Graft-versus-Host Disease
Multisystem immunologic complication of allogeneic hematopoietic stem cell transplantation caused by donor T-cells recognizing recipient tissues as foreign, classified as acute (within 100 days, affecting skin, gut, liver) or chronic (after 100 days, affecting multiple organs with autoimmune-like features), treated with corticosteroids, ruxolitinib, ibrutinib, belumosudil, ECP, and other immunosuppressive agents.
This content has been compiled by the Saygı Hospital Health Guide Editorial Board and is periodically reviewed by a specialist physician.

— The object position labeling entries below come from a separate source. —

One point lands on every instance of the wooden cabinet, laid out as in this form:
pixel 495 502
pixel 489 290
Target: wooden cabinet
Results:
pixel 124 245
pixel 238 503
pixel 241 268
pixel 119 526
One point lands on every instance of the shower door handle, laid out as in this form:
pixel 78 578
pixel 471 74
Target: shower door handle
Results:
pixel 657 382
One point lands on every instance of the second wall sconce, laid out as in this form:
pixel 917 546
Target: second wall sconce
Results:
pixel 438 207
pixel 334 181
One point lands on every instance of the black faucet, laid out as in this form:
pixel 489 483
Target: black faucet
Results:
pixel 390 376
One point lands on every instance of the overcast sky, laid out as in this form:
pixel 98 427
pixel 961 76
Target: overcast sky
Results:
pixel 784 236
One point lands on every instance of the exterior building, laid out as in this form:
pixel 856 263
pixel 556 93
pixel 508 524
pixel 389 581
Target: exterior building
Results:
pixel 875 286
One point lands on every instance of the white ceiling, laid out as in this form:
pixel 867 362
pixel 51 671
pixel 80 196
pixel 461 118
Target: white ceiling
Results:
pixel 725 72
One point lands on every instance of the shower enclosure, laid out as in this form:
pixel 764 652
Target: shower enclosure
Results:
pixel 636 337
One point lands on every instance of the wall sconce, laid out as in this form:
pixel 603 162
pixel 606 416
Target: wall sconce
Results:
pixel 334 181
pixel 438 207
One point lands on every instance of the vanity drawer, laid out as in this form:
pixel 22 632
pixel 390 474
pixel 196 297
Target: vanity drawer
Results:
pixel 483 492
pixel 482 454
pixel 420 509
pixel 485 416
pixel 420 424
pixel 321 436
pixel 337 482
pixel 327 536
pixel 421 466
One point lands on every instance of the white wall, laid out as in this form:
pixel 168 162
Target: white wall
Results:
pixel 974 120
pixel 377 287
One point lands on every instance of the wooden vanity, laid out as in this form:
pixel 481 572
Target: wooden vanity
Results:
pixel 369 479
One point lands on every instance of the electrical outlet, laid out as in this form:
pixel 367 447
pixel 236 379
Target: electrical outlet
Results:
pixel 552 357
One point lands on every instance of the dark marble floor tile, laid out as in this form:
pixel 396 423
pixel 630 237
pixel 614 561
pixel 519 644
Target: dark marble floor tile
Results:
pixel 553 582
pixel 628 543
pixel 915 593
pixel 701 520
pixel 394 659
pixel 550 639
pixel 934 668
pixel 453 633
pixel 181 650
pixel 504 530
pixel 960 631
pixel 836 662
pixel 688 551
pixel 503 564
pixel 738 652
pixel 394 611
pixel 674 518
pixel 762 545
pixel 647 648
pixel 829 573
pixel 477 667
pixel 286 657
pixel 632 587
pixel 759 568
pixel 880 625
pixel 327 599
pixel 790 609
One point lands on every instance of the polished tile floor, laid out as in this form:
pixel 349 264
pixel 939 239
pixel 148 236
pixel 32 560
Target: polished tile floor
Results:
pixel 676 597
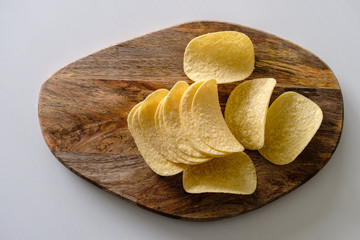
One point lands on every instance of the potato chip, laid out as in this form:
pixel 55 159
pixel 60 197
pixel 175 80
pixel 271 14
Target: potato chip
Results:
pixel 145 146
pixel 209 125
pixel 172 128
pixel 231 174
pixel 225 56
pixel 187 122
pixel 245 111
pixel 292 121
pixel 165 150
pixel 168 144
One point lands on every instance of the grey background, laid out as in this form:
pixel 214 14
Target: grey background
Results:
pixel 41 199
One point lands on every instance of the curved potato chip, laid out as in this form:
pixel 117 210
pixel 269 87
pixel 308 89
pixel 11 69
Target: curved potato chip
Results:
pixel 151 156
pixel 292 121
pixel 231 174
pixel 225 56
pixel 164 149
pixel 168 149
pixel 245 111
pixel 209 125
pixel 172 127
pixel 187 122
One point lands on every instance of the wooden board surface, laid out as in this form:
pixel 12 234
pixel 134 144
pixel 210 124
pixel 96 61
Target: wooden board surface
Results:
pixel 84 106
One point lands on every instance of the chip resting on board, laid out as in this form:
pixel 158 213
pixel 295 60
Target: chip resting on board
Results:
pixel 172 127
pixel 152 157
pixel 292 121
pixel 245 111
pixel 226 56
pixel 231 174
pixel 164 146
pixel 187 122
pixel 209 125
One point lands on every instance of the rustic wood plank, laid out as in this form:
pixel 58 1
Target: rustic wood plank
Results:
pixel 83 110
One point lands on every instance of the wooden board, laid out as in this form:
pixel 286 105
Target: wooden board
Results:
pixel 84 106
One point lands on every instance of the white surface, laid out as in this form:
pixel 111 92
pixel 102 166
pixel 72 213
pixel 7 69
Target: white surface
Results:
pixel 41 199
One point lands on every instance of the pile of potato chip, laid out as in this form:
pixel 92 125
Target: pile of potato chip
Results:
pixel 183 130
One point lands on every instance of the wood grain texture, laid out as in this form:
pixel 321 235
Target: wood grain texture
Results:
pixel 84 106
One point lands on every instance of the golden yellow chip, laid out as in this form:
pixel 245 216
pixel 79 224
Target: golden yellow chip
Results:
pixel 187 122
pixel 292 121
pixel 225 56
pixel 209 125
pixel 145 144
pixel 231 174
pixel 245 111
pixel 163 145
pixel 172 128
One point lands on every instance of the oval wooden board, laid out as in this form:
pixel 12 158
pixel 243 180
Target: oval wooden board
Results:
pixel 84 106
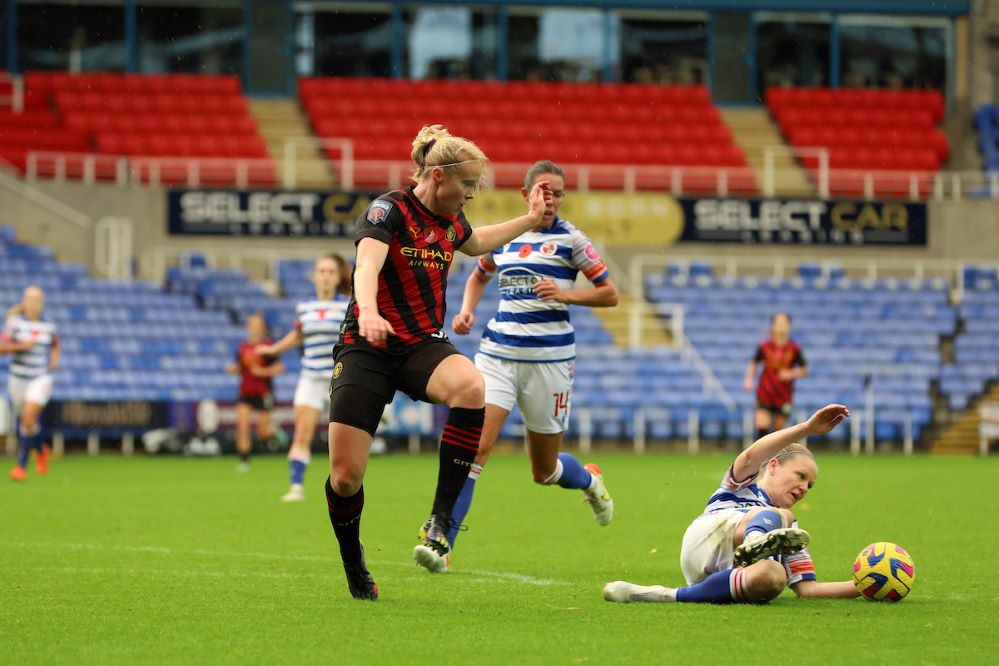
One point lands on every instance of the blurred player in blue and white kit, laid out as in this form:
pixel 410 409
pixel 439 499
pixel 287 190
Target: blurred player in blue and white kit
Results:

This content is for informational purposes only and does not constitute medical advice. You can book an appointment at our Hematoloji department. Book Appointment →
What is Graft-versus-Host Disease?
Graft-versus-host disease (GVHD) is a multisystem immune-mediated complication of allogeneic hematopoietic stem cell transplantation (allo-HSCT) caused by mature donor T-cells in the graft recognizing recipient tissue antigens as foreign and mounting immune responses against host tissues. GVHD remains a major cause of morbidity and non-relapse mortality after allo-HSCT despite prophylactic immunosuppression, occurring in 30-60% of patients with overall mortality 15-20% from severe disease. Risk factors include HLA mismatch (haploidentical and unrelated donors > matched siblings), older recipient age, female donor to male recipient (especially multiparous donors with anti-male H-Y antigens), donor-recipient sex mismatch, peripheral blood vs bone marrow grafts (higher chronic GVHD), reduced-intensity conditioning, prior acute GVHD, and CMV serostatus mismatch.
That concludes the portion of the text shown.